Saturday, September 19, 2009

On we go . . .

Here we still are in Makindu, again jua kali na kauka (hot sun and dry. Food shortages continue and animals die. Large tree branches are being cut down for animal feed if they have a hint of green left on them. Most animals that are alive are very skinny and scavenging for food and eating "stuff" they really don't like normally. All are praying, hoping and waiting for the rains to come . . . soon we hope!!
The MCC children are GOOD!! They returned to school after a one month August break. Those in pre-primary (Winnie Academy) who don't come for lunch at the center during the breaks often return thinner, sick and unhappy. After one week, they are well fed and happy again. They LOVE school and their teacher, Peninah. Thank goodness for MCC in their lives. Their home lives are good because MCC social workers monitor that they are,they just don't compare with the life and feeding opportunities at the center. All 444 MCC sponsored children are doing well.
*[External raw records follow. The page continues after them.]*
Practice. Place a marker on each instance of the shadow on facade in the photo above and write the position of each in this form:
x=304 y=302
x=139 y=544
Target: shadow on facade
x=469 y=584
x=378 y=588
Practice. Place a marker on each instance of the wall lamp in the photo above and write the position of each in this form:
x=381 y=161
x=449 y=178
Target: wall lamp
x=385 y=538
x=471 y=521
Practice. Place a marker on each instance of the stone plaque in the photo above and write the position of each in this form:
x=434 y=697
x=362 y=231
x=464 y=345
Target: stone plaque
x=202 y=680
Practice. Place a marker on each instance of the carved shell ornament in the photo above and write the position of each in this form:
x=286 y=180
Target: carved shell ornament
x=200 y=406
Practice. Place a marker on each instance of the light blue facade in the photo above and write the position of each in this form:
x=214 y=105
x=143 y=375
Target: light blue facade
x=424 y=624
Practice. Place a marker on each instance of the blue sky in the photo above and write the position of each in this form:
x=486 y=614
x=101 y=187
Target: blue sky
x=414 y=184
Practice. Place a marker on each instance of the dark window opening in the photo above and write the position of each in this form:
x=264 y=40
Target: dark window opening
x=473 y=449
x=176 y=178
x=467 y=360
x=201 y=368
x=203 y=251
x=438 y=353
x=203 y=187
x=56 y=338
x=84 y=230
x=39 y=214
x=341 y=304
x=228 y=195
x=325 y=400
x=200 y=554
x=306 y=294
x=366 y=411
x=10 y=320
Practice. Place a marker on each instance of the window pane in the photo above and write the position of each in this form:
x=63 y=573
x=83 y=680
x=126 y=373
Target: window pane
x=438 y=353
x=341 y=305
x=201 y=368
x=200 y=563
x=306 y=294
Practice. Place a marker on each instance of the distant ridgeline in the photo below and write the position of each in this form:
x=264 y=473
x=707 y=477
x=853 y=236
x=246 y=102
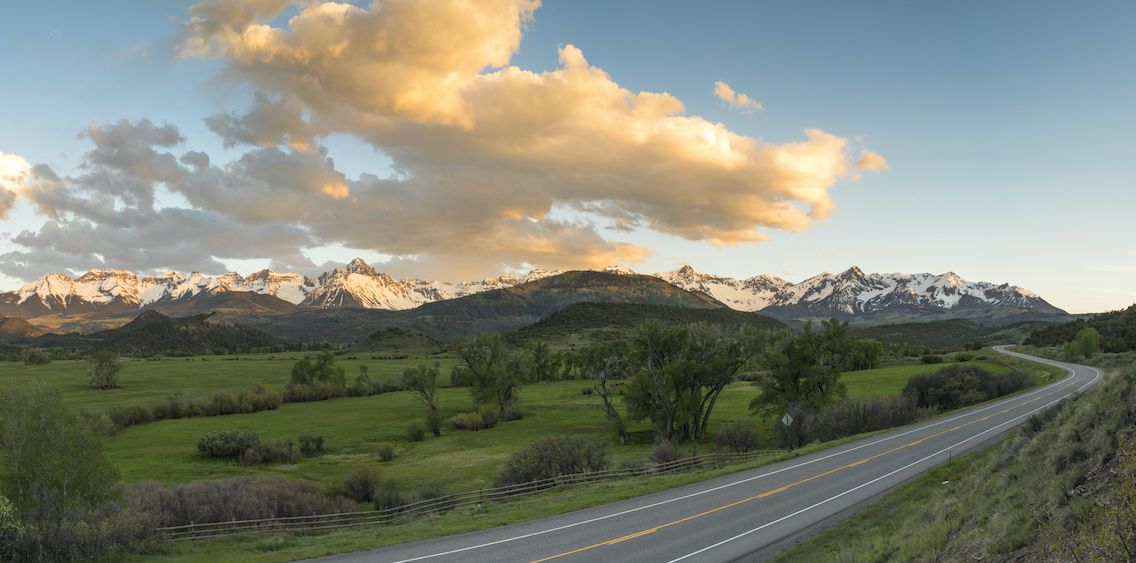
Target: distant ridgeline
x=1117 y=329
x=913 y=338
x=155 y=334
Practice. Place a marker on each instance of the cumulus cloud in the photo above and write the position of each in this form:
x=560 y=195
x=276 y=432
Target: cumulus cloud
x=14 y=174
x=736 y=100
x=494 y=166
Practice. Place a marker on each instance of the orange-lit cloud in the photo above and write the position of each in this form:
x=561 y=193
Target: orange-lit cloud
x=494 y=165
x=736 y=100
x=14 y=174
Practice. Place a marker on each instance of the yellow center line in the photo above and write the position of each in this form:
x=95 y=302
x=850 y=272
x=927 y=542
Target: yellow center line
x=802 y=481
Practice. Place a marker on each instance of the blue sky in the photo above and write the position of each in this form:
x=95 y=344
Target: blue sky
x=1008 y=126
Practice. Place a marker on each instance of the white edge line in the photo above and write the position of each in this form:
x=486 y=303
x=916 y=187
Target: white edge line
x=749 y=479
x=904 y=468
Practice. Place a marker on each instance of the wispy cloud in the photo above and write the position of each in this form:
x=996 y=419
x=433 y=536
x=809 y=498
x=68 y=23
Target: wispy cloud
x=484 y=151
x=736 y=100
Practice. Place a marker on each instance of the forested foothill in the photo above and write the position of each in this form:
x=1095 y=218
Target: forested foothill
x=353 y=427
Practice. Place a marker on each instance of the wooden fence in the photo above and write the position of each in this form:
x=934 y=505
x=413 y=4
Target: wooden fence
x=208 y=530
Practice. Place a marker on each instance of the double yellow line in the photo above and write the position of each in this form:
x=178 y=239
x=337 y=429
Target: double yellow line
x=802 y=481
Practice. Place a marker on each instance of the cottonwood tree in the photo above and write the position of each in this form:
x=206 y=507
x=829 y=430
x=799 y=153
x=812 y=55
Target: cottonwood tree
x=544 y=364
x=51 y=463
x=604 y=363
x=803 y=375
x=493 y=372
x=1086 y=344
x=103 y=368
x=681 y=370
x=423 y=380
x=324 y=371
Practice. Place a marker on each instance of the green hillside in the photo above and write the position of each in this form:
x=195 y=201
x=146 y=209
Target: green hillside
x=1117 y=328
x=947 y=335
x=155 y=334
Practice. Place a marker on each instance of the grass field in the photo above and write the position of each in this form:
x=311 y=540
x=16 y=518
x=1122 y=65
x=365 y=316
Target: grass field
x=433 y=455
x=354 y=428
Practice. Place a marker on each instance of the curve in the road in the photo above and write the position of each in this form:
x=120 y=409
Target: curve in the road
x=746 y=514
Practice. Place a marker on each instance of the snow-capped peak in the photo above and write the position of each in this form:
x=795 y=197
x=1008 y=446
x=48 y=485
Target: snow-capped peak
x=358 y=284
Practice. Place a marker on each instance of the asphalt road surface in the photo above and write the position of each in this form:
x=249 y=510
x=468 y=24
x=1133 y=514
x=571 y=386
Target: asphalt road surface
x=749 y=515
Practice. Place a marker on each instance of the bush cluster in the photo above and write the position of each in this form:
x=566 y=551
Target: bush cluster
x=226 y=500
x=852 y=417
x=249 y=450
x=737 y=437
x=183 y=405
x=665 y=452
x=322 y=391
x=107 y=532
x=226 y=443
x=957 y=386
x=553 y=456
x=485 y=417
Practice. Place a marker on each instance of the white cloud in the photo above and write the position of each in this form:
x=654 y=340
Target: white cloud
x=736 y=100
x=483 y=151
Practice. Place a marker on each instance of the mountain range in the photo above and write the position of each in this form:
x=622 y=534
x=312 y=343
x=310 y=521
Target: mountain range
x=56 y=300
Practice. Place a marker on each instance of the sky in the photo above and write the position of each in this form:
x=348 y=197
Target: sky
x=454 y=141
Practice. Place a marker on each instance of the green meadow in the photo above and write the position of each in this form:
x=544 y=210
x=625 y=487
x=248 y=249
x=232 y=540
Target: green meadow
x=354 y=428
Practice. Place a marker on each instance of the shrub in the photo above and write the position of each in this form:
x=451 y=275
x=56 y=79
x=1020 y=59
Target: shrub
x=416 y=430
x=226 y=443
x=851 y=417
x=737 y=437
x=553 y=456
x=361 y=484
x=226 y=500
x=434 y=422
x=99 y=422
x=34 y=356
x=473 y=420
x=103 y=369
x=277 y=452
x=511 y=412
x=310 y=445
x=489 y=416
x=957 y=386
x=666 y=452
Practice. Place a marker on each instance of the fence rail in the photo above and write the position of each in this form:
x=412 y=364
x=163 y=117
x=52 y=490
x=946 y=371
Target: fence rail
x=208 y=530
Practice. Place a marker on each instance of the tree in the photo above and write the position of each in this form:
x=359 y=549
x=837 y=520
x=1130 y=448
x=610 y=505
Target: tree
x=866 y=354
x=493 y=374
x=602 y=363
x=51 y=463
x=803 y=375
x=324 y=370
x=544 y=364
x=423 y=380
x=681 y=371
x=103 y=368
x=1086 y=344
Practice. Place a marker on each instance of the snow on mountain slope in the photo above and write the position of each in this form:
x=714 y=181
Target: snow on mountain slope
x=752 y=294
x=358 y=285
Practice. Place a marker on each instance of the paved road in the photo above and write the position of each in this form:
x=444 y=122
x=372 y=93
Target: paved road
x=746 y=515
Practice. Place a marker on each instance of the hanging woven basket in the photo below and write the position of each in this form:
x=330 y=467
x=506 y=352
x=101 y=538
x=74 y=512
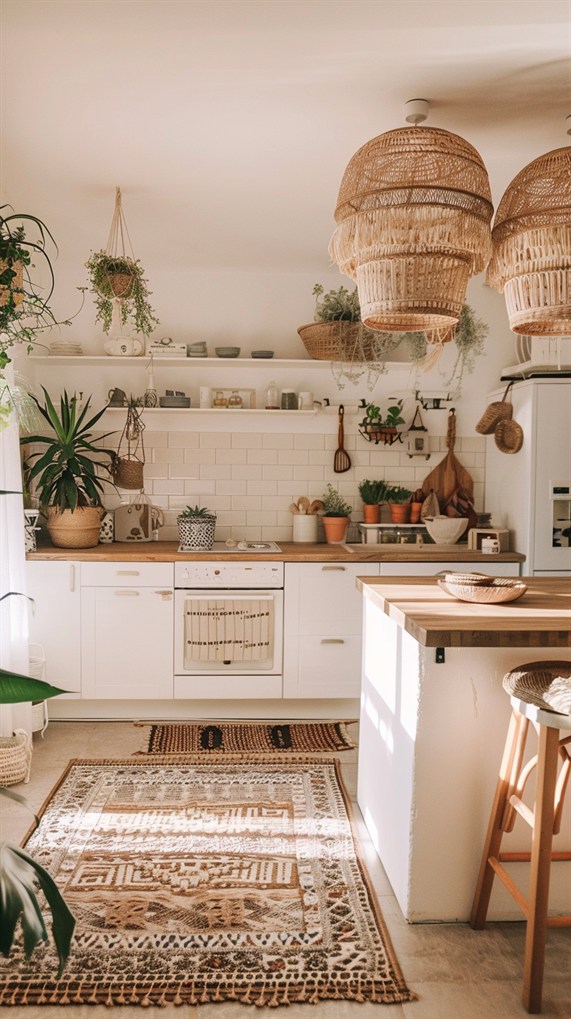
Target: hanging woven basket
x=413 y=222
x=531 y=247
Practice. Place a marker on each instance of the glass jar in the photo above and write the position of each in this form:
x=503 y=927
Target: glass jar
x=235 y=399
x=272 y=397
x=289 y=400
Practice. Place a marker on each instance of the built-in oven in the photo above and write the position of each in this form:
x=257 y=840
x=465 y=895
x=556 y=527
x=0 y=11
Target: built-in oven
x=228 y=629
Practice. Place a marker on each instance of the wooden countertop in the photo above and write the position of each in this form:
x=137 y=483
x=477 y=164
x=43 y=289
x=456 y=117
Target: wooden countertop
x=541 y=618
x=165 y=551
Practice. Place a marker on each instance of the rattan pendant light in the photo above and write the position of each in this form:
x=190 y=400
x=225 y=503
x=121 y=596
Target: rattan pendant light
x=531 y=247
x=413 y=214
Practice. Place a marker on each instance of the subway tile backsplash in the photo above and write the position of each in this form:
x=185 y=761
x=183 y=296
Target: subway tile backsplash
x=250 y=478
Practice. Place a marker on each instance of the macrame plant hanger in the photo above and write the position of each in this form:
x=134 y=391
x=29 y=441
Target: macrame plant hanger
x=119 y=282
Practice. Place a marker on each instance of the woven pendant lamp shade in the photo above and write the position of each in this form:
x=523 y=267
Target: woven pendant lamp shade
x=531 y=247
x=413 y=214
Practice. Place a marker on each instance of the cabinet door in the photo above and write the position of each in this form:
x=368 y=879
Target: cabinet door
x=126 y=642
x=322 y=629
x=54 y=620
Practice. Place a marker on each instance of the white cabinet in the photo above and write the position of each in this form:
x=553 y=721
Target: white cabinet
x=322 y=629
x=55 y=620
x=126 y=631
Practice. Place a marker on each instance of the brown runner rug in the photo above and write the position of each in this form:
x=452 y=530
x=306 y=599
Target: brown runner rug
x=197 y=881
x=235 y=737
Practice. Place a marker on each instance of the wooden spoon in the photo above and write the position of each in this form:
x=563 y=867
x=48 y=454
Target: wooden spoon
x=342 y=460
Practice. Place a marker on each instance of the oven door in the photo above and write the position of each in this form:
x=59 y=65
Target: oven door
x=227 y=632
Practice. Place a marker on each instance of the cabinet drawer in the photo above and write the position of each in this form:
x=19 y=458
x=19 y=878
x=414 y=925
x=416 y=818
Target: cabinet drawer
x=127 y=574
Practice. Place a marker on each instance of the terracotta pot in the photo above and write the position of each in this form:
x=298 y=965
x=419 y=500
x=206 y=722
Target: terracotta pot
x=335 y=529
x=371 y=513
x=400 y=512
x=415 y=512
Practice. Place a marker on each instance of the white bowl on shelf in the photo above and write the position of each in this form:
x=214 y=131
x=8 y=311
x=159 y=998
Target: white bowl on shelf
x=446 y=530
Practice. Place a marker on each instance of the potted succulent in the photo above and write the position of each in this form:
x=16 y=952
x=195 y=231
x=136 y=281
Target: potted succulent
x=336 y=516
x=117 y=280
x=68 y=473
x=196 y=528
x=24 y=307
x=399 y=503
x=378 y=427
x=372 y=494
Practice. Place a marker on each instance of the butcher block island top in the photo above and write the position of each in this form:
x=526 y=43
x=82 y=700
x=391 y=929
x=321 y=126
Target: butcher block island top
x=541 y=618
x=166 y=551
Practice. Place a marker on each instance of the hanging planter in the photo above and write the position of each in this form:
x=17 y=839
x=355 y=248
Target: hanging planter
x=118 y=283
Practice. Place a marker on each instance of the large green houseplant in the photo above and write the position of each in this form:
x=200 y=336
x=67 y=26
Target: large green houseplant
x=69 y=472
x=24 y=309
x=19 y=872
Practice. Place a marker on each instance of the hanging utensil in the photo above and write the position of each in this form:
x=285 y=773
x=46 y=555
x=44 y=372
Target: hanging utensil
x=342 y=460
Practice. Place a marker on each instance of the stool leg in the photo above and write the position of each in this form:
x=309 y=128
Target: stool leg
x=511 y=763
x=535 y=934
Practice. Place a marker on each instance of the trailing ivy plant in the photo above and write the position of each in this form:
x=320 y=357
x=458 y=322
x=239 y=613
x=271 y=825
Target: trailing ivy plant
x=135 y=305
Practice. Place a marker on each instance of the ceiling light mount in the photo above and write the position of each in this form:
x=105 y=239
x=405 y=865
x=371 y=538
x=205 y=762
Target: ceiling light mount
x=416 y=110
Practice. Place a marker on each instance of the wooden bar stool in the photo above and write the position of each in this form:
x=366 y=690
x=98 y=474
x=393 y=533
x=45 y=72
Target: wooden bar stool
x=540 y=694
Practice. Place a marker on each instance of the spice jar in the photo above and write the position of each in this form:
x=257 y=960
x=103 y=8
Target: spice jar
x=289 y=400
x=272 y=397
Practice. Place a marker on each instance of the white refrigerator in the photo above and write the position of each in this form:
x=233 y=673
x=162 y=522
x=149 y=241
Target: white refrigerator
x=529 y=492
Winnie Barron, MCC founder, arrived on the 17th for a two week visit. She always brightens faces, everyone loves to see her. She is kept very busy while she is here attending to children's needs and administrative concerns . . . on going and future funding is always on the agenda.
Earlier in the month I attended a day long event, themed, International Adult Literacy Day, not a "Hallmark card holiday", yet. It was interesting and very well attended by the community and MANY political dignataries. The literacy rate in Makindu is 69%, in our Province (Eastern) it is 54.7%. Machakos, a larger town, halfway to Nairobi from us is 75%. While the government says it is important, it remains underfunded. Most teachers are unpaid volunteers or poorly paid part-time. But, there are success stories in some adults improving their literacy. Hopefully more focus from government leadership on funding for ALL education will come soon.
We have a new DC (District Commissioner) in Makindu. I liked what he had to say when we met, we will see if his words are matched by actions. Makindu needs a lot of help. One of his projects is tree planting which we desperately need. People continue to cut down trees to make charcoal to make money to buy food to eat with no thought about replacing the trees. People show me where there used to be large forests, now it is bare land and dust. SAD . . .
The income generating activities and food security activities with the
MCC guardians are a slow go but we have now shown them better goat keeping methods, soapmaking, value addition for food products and food security ideas and how to build a multistory garden to grow spinach, onions and kales (sukuma) at home, so again . . . it is up to them to move forward with these ideas for their own livlihood. We continue to encourage them and we'll now start asking more questions about why they don't all take advantage of the trainings we provide.
I'm now working with 2, sometimes 3, groups on my takataka (trash) clean up project. 2 are community groups on Friday mornings and 1 is an MCC guardian group on Thursday morning. We haven't had a response back to our trash bin and equipment proposal that we sent to Safaricom Foundation in Nairobi in June but we remain hopeful. Nothing happens quickly here. We do know that it has been forwarded to the Foundation Board of Trustees for approval.
I was able to pay a short visit, in August before school resumed,to my first PCV project in Loitokitok. KISMA and friends are doing OK. The addition of Fredrick and William to the KISMA volunteer staff will only help strengthen the cause of funding secondary school fees for children to help bridge the huge gap between primary and secondary school attendance. As of this writing we have 17 sponsored children and over 200 on the list (the list needed to stop here so as not to disappoint, I remain hopeful). I loved meeting the students and their families. They are all very appreciative. Loitokitok was also very HOT AND DUSTY!! Thanks to David, Susan, Joseph (just diagnosed with TB unfortunately)Fredrick, William and many others for your tireless work for the KISMA-Angels in Kenya children.
My good friend, Joshua Kilonzo, my Kiswahili teacher and a model primary school teacher and father of four, just passed the certification as a Senior Examiner for the Kenya National Exam (KCPE). That is a big deal here. He qualified 3 to 4 years earlier than he anticipated!! Kilonzo (many here go by their last name)teachs Class 7and 8 at Kiambani Primary School. Kiambani has nearly 1500 students in pre-primary through Class 8. I visit there often and try to provide the teachers with posters and information I obtain that might be helpful to them. The school is currently involved in a tree planting project on their grounds . . . over 1,000 trees is their goal. They also are trying a "shamba" small farm currently growing vegtables to supplement the school feeding program. This Sunday the 20th, we are building a multistory garden at Kilonzo's home so he can use it as a model for others in addition to feeding his family.
That's some of what is happening here . . .
Happy Birthday to my family members for September (some a little late, sorry) and October; Trenton, Vince, Clayton, Corbin, Gene, John and Paige, Zoey, Cole, Kerry and Jason!!!
Have a wonderful Fall season, treasure your cooler weather. Stay safe, healthy and happy and know that I miss you all, family and friends. Thank you each for all of your support for the children, my life and work here in Kenya!